How DeHaat is using technology
“We are dealing with 10 thousand agricultural inputs every single day,” Kumar reveals, recounting, “Initially, on the advisory side, we used to have physical farmers meeting, training consultations. After that there was Interactive Voice Response (IVR) on the feature phone, then there were Call centres and now it purely app-based- which is a completely new set of technology of machine learning and AI.”
How DeHaat managed to emerge stronger from the Pandemic
Shashank Kumar elaborated the two things were largely observed by DeHaat during the pandemic.
Mindset of different stakeholders towards building a strong backend
“2020-21 has been a super busy financial year for DeHaat so far. Effectively, it is a platform of farmers representatives, who can bring, receive and negotiate the best possible deal for every individual registered and associated farmer. In India, supply chains do not bother much about the backend as the most amount of money is spent on the front-end, whether it be B2C (Business to Consumer), E-commerce players, FMCG space. The pandemic situation somehow forced people to start thinking of having a transparent, control supply chain. People started thinking about the source and safety of the groceries, food or vegetables they are consuming, whether it’s reliable or not. It was a great point of inflexion for everyone from consumer to forefront companies. People started to focus on farming,” he said.

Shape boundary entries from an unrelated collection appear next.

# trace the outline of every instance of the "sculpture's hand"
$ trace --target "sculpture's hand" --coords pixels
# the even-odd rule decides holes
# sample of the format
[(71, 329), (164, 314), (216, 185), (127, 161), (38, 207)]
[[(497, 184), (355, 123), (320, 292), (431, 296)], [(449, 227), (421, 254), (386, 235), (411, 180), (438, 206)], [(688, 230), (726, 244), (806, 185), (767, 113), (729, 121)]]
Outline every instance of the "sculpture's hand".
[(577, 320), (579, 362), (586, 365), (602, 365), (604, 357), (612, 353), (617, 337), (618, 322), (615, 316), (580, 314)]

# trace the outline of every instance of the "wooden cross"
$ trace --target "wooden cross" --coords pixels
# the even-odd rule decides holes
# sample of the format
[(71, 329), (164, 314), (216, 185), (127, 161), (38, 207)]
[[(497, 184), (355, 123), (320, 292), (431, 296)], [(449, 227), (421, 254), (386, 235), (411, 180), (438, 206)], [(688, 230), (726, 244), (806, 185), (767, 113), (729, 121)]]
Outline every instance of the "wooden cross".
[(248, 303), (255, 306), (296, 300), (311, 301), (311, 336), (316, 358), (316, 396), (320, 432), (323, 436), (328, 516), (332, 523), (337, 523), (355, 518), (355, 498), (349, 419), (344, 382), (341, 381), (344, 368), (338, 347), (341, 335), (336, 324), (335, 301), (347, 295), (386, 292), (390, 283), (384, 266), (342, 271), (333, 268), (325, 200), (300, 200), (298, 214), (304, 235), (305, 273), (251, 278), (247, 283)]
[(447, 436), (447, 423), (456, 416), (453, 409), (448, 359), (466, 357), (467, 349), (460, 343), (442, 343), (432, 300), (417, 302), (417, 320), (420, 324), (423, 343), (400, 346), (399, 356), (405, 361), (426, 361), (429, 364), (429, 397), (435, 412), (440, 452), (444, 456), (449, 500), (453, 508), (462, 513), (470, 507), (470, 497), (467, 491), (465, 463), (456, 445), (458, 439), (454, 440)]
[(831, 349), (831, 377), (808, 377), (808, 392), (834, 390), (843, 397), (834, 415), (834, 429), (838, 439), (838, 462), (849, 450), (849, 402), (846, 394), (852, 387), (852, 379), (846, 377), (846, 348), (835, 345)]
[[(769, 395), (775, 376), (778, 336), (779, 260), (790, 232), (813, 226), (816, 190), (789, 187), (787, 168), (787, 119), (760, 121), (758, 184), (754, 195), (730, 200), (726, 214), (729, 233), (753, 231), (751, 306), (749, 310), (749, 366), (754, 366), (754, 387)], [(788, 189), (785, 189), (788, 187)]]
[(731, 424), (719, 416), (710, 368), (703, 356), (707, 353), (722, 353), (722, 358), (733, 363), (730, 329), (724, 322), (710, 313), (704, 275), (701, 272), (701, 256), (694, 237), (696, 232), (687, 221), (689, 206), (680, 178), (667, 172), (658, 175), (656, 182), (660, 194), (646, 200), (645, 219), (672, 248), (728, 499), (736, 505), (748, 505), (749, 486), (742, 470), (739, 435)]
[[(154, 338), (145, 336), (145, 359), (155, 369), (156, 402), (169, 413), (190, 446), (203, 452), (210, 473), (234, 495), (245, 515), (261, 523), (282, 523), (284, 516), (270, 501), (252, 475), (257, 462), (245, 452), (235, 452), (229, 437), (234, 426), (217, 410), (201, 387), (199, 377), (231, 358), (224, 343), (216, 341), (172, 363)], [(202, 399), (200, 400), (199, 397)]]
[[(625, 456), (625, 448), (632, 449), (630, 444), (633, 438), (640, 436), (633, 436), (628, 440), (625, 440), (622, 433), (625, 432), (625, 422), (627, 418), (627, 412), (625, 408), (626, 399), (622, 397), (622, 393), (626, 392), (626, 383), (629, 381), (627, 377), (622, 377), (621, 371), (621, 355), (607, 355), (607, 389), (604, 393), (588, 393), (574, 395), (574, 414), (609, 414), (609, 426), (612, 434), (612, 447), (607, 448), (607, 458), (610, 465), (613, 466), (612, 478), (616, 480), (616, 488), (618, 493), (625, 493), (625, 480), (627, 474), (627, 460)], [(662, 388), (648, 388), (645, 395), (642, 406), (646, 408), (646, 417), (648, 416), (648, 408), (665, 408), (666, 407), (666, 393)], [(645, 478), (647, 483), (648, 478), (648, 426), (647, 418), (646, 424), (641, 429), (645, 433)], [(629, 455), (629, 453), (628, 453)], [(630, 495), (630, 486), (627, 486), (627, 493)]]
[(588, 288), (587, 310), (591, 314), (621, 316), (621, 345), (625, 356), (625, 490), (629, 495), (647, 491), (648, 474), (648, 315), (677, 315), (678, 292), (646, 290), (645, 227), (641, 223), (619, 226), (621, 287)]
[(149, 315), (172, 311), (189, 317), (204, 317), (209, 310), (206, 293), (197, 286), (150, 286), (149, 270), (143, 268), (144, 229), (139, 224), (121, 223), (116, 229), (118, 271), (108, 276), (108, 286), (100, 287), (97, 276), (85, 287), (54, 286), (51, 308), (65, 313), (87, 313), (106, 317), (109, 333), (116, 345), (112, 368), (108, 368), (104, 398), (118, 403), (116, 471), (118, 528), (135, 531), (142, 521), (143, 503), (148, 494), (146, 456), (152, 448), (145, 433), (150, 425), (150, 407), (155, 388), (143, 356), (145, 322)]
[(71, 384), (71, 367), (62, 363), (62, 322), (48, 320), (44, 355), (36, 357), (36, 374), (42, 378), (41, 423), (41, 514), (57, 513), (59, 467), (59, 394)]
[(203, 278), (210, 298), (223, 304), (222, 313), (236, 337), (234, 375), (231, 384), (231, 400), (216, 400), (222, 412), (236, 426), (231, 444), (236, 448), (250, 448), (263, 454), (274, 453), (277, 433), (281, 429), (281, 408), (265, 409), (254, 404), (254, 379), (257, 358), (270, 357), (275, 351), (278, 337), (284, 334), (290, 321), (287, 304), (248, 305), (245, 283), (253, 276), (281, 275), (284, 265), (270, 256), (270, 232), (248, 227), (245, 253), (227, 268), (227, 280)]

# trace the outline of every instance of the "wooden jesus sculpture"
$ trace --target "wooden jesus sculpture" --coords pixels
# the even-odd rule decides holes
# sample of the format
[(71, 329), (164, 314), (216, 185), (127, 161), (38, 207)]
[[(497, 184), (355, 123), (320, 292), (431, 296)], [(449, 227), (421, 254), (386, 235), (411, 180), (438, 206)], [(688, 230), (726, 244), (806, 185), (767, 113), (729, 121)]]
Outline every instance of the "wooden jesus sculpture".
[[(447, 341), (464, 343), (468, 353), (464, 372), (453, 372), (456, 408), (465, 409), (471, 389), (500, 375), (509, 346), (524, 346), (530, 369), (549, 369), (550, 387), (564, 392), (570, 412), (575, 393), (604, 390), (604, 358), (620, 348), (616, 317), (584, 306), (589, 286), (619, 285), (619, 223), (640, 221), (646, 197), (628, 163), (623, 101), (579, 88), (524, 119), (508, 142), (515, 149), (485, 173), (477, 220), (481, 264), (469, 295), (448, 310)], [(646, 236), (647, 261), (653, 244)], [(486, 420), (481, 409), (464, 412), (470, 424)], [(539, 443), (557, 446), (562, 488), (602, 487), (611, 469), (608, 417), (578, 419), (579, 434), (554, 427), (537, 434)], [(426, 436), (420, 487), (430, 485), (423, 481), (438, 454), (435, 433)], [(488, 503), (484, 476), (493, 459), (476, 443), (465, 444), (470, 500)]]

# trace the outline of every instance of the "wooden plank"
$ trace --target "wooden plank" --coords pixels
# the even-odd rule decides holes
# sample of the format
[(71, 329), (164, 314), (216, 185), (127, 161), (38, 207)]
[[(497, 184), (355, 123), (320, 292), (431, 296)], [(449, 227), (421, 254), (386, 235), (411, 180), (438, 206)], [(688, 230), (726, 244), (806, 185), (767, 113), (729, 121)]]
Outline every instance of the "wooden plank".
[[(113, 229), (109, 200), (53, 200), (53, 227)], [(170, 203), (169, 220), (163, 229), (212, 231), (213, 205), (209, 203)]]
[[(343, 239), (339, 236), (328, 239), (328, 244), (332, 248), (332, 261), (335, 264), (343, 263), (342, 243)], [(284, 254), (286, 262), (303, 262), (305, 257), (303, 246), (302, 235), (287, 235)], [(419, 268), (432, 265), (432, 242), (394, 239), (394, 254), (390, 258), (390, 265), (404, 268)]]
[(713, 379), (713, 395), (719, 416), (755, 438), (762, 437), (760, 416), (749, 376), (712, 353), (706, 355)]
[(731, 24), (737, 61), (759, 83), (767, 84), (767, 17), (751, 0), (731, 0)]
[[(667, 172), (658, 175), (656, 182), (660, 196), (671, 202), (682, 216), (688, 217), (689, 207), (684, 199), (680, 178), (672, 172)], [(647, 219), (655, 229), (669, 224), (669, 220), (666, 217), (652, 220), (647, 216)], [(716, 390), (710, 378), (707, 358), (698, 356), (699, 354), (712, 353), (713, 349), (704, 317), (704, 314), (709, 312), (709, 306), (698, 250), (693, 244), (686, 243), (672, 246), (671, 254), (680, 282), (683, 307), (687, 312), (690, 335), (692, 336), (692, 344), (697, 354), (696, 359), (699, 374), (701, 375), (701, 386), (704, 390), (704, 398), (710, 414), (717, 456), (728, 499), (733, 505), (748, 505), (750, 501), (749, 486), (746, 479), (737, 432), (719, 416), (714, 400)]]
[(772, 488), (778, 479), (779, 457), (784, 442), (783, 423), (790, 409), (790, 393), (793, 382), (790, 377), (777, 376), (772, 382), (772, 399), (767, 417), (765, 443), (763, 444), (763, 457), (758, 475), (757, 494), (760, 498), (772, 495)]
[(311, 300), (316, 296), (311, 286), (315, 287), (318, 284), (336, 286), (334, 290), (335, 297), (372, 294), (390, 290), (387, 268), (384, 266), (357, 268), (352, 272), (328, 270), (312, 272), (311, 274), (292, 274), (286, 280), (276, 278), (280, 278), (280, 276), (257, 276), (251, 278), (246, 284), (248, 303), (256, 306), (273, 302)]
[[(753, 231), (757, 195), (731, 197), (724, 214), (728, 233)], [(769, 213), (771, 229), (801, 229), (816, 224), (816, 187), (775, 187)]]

“Digital adoption is something that we have experienced at a phenomenal rate in the last 10-12 months. So the number of downloads increased and interaction on call centres went up,” Kumar stated
DeHaat: $42 million raised in last 12 months, FarmGuide acquired
“We closed our last institutional round in the month of March 2020 which was a 12 million dollar round and the recent one which we closed in January was a 30 million dollar round. These funds will be used by us for Network Expansion and acquisition of farmers,” Shashank Kumar says. “So far we have focused on the eastern part of India as we started from Bihar. But now we will expand it to other important geographies like Rajasthan and Madhya Pradesh. We are targeting to have over 6000 DeHaat Centres and to connect with 2 million farmers by March 2022,” he added.
Opening a window into the future, the DeHaat CEO spoke about some of what is to come, including from FarmGuide – another agri-tech startup that DeHaat recently acquired. “Tracking each and every land parcel through satellite imagery and building lots of analytics and intelligence for the farmers, so that without being physically present at the farm we can get to know about the crop stress, water stress, nutrient stress and accordingly we can advise and guide the farmers. This type of advanced type of technology will be brought by the Farm Guide team”.